Al-Qur’an menunjukkan apa yang dialami oleh orang-orang beriman yang dimasukkan ke dalam parit karena keimanannya. Mereka diminta keluar dari keimanannya, tetap kokoh. Akibat dari kekokohan memegang prinsip sebagai orang beriman, maka mereka dinistakan dan dilempar ke dalam parit yang berkobar api. Hal ini dinarasikan Al-Qur’an sebagaimana firman-Nya :

وَمَا نَقَمُواْ مِنۡهُمۡ إِلَّآ أَن يُؤۡمِنُواْ بِٱللَّهِ ٱلۡعَزِيزِ ٱلۡحَمِيدِ

Dan mereka tidak menyiksa orang-orang mukmin itu melainkan karena orang-orang mukmin itu beriman kepada Allah Yang Maha Perkasa lagi Maha Terpuji, (QS. Al-Burūj : 8)

Mendeklarasikan sebagai manusia yang beriman mendatangkan konsekuensi yang tidak kecil. Mereka harus menderita dan bahkan terbunuh karena keimanannya. Mereka dinyatakan bersalah dan harus dibunh karena satu kesalahan, yakni karena beriman.

Apa yang dialami oleh orang beriman di atas juga terjadi pada kaum-kaum sebelum dan sesudahnya. Apa yang dialami oleh Nabi Muhammad dan para sahabatnya juga tidak berbeda. Nabi Muhammad mengalami penghinaan dan pelecehan. Bahkan apa yang dialami para sahabat, khususnya yang secara ekonomi sangat rendah mengalami siksaan yang amat parah. Bilal bin Rabbah bisa dijadikan contoh sebagai seorang yang bertahan dan berpegang teguh pada imannya, sehingga mengalami penistaan dan penyiksaan di hadapan Masyarakat kafir Quraisy.

Bukannya goyah, Bilal justru semakin teguh atas siksaan yang diterimanya.
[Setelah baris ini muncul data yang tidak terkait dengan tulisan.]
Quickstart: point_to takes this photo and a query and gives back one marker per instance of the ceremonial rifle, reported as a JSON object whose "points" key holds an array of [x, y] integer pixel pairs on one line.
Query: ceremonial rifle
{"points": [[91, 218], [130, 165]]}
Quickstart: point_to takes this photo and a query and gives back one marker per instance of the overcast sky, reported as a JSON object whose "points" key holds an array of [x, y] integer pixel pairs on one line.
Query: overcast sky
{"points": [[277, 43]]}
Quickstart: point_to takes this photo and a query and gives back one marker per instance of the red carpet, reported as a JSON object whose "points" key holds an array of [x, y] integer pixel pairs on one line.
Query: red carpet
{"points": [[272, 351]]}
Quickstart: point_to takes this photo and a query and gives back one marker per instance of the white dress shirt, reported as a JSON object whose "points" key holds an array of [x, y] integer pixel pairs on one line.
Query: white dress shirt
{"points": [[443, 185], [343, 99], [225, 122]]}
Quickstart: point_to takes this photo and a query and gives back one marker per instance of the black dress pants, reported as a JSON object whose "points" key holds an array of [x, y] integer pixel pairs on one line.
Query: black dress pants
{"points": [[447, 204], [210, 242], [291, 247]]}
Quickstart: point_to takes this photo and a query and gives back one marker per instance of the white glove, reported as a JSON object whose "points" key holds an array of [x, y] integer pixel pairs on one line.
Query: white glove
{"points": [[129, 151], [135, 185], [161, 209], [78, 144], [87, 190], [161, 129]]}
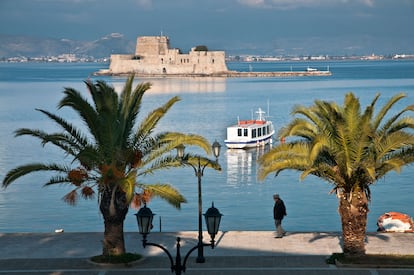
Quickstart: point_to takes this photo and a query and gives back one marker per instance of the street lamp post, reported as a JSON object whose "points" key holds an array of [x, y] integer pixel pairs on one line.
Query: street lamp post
{"points": [[144, 220], [199, 171]]}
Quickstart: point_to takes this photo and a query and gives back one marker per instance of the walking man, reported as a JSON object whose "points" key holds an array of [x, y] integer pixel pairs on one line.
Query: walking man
{"points": [[279, 211]]}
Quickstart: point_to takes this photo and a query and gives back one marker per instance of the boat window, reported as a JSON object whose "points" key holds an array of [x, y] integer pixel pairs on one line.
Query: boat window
{"points": [[239, 132]]}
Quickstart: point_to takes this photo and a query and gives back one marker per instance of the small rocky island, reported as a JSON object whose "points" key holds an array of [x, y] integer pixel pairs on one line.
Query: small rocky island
{"points": [[154, 58]]}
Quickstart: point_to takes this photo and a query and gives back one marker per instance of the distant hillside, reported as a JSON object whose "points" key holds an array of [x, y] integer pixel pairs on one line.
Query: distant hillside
{"points": [[11, 46]]}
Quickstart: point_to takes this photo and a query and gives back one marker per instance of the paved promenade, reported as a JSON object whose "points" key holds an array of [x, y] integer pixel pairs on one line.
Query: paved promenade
{"points": [[237, 252]]}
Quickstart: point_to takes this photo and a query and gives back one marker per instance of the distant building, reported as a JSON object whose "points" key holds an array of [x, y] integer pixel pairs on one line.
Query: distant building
{"points": [[153, 56]]}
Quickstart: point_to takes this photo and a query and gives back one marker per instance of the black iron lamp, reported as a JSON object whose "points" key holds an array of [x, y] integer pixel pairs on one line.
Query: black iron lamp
{"points": [[213, 218], [144, 220], [199, 171]]}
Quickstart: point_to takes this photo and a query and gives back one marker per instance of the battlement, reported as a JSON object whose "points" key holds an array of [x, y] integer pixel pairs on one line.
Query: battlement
{"points": [[153, 56]]}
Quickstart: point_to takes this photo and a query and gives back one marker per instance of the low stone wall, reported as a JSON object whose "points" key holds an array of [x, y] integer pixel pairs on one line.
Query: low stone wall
{"points": [[226, 74]]}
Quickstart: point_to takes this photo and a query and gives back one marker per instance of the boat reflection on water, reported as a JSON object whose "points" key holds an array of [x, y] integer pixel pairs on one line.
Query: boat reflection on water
{"points": [[242, 164], [174, 85]]}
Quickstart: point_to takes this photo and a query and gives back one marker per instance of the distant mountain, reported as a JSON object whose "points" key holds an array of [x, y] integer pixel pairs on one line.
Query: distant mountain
{"points": [[11, 46]]}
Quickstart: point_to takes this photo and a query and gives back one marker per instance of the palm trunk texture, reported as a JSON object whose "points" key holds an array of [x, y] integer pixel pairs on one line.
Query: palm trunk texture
{"points": [[114, 208], [354, 214]]}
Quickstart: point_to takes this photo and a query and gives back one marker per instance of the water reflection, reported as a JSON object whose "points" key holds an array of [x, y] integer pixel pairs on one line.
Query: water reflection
{"points": [[180, 85], [241, 165]]}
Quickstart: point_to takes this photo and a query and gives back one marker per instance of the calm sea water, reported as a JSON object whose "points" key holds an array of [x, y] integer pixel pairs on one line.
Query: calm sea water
{"points": [[208, 105]]}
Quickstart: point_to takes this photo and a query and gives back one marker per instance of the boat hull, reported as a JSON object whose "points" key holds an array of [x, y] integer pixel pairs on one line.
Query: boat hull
{"points": [[249, 143]]}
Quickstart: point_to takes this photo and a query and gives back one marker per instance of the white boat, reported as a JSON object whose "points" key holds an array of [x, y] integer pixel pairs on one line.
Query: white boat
{"points": [[250, 133]]}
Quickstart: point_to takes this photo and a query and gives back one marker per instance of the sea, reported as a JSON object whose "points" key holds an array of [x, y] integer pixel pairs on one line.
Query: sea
{"points": [[207, 107]]}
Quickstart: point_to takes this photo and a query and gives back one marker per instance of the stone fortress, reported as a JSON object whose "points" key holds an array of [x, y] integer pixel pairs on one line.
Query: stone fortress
{"points": [[153, 56]]}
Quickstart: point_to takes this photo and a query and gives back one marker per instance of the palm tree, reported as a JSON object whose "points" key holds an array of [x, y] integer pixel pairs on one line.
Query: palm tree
{"points": [[350, 149], [111, 154]]}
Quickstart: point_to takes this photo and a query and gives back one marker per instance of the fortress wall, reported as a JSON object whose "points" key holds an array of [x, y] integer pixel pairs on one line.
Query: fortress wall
{"points": [[152, 45], [153, 56]]}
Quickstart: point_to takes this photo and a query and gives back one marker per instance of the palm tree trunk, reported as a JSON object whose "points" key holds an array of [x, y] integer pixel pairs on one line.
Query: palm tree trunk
{"points": [[353, 214], [114, 208]]}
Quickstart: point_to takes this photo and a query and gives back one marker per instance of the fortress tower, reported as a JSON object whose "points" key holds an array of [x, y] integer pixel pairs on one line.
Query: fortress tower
{"points": [[153, 56]]}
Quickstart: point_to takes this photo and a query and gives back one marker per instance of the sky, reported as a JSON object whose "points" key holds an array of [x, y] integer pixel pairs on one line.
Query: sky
{"points": [[274, 27]]}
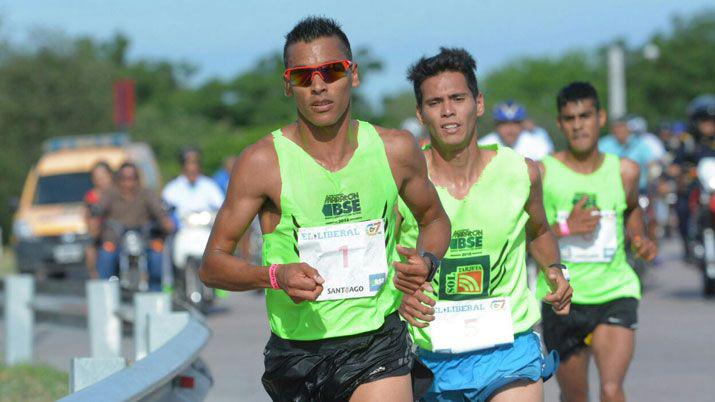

Bilal merasa bahagia dengan keimanannya sehingga menolak keluar dari agamanya. Itulah gambaran tentang konsekuensi hamba yang teguh dalam keimanannya, dan siap menghadap berbagai penderitaan.

Godaan Menyimpang

Al-Qur’an juga memaparkan bahwa untuk bertahan sebagai orang yang beriman menghadapi tantangan cukup berat. Godaan untuk menyimpang sangat terbuka. Sebagai orang yang beriman diperintahkan menyembah hanya kepada Allah. Namun godaan untuk menyembah kepada selain-Nya terbuka lebar.

Setan membuka jalan bagi orang yang beriman untuk berbuat menyimpang. Makhluk terlaknat ini mengajak kepada orang yang beriman, di samping menyembah Allah, juga menyembah kepada selain-Nya (Thaghut). Peluang untuk menyimpang dari penyembahan yang benar terus diupayakan setan, sehingga orang yang beriman memiliki ketergantungan kepada dua kekuatan, Allah dan ciptaan-Nya.

Al-Qur’an menarasikan bahwa orang yang beriman kepa Thaghut otomatis tidak lagi menjadikan hukum Allah sebagai haim ketika memutuskan perkara. Ketika terjadi perselisihan, bukan Al-Qur’an yang dijadikan rujukan dan sandaran, tetapi justru menjadikan akal dan budaya setempat. Dengan kata lain, ketika menghadapi persoalan pelik dan sulit, mereka justru mengedepankan pertimbangan maslahat dan mafsadat yang bersandar pada akal dan pertimbangan manusia. Mereka tidak lagi mengambil dan merujuk pada ketetapan Allah.

Dalam menetapkan hukum waris, mereka membagi sama antara laki-laki dan perempuan. Pembagian waris dengan kuantitas yang sama merupakan hal yang adil dan sesuai dengan tradisi yang berkembang di tengah masyarakat. Demikian pula ketika berani menghalalkan praktik korupsi dan suap. Hal ini dianggap sebagai budaya yang sulit dihindarkan.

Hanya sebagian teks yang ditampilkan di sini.